Russia seeing 'surge' of investment from China

By definition a nuclear missile submarine is not an attack sub. "Nuclear submarine" always means nuclear powered and usually connotes armed, btw.

The Soviets outfitted a Zulu with a rather primitive ballistic missile (R-11FM, and then R-13), but at the time they were not nuclear tipped; this was perhaps mid 50s - it took a few years to have enough fissile material and designer warheads for the smaller missiles like R-13. Granted that it may have been 5 years before Polaris - sources, including Russian, conflict on first production and refit - I'm actually inclined to believe that first run was in '58. But there's no direct comparison possible. Remember that the Soviets didn't even have a megaton weapon until right about then, and it took them some time to get it into the R-13s.

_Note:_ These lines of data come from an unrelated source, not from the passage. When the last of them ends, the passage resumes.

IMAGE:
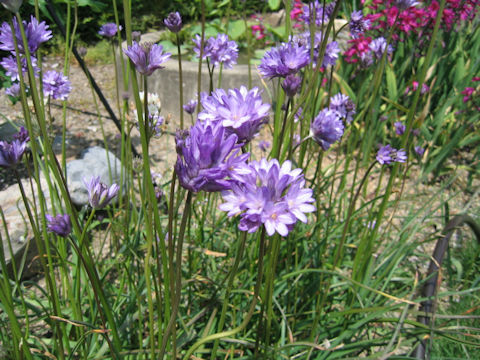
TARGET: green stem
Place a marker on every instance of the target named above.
(250, 312)
(240, 249)
(178, 278)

Also, I don't think you can compare the lackluster R-13s (look at its service record and limitations) with something like the Polaris, it's a huge leap in technology. That said, R-13s was certainly indigenous - or at least, not borrowed from the Americans as much as Germans - and very much borrowed from the Germans. Also, keep in mind this is a very short range missile, on a short range submarine, that had to surface launch. Even before the Killian reforms the US had an IRBM almost 10x the range. And finally, the US had launched a (non-nuclear) V-1 from Cusk in 47 and Regulus (nuclear SLCM) in 1951. So...

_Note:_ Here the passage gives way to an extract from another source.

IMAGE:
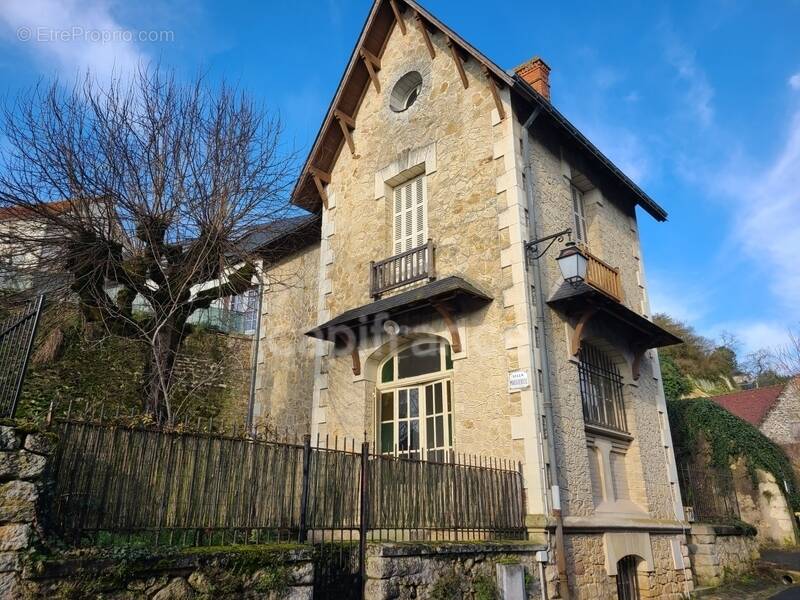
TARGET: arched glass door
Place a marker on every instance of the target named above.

Now, about Soviet military tech reliance on outside sources:

Aluminum & copper tube manufacturing machines, aluminum plated metals and glasses from the US, germanium and valve springs from West Germany, precision instruments, calibrated steel valves, plastic sheeting, nickel wire and bronze alloys probably from Eastern German plants with Western technical assistance.

Check out Mendershausen on this.

More comprehensively, early Sutton is a good read before he was radicalized by his findings.

A juicy source:

U.S. Senate, Committee on the Judiciary, Export of Ball Bearing Machines to Russia, Hearings, 87th Congress, 1st session (Washington, 1961).

Also, take a look at A-12 and Golem 1. As wide-reaching as Paperclip was, the Russians got the best sites minus documents and about 2/3ds of the physical prototypes and specialists.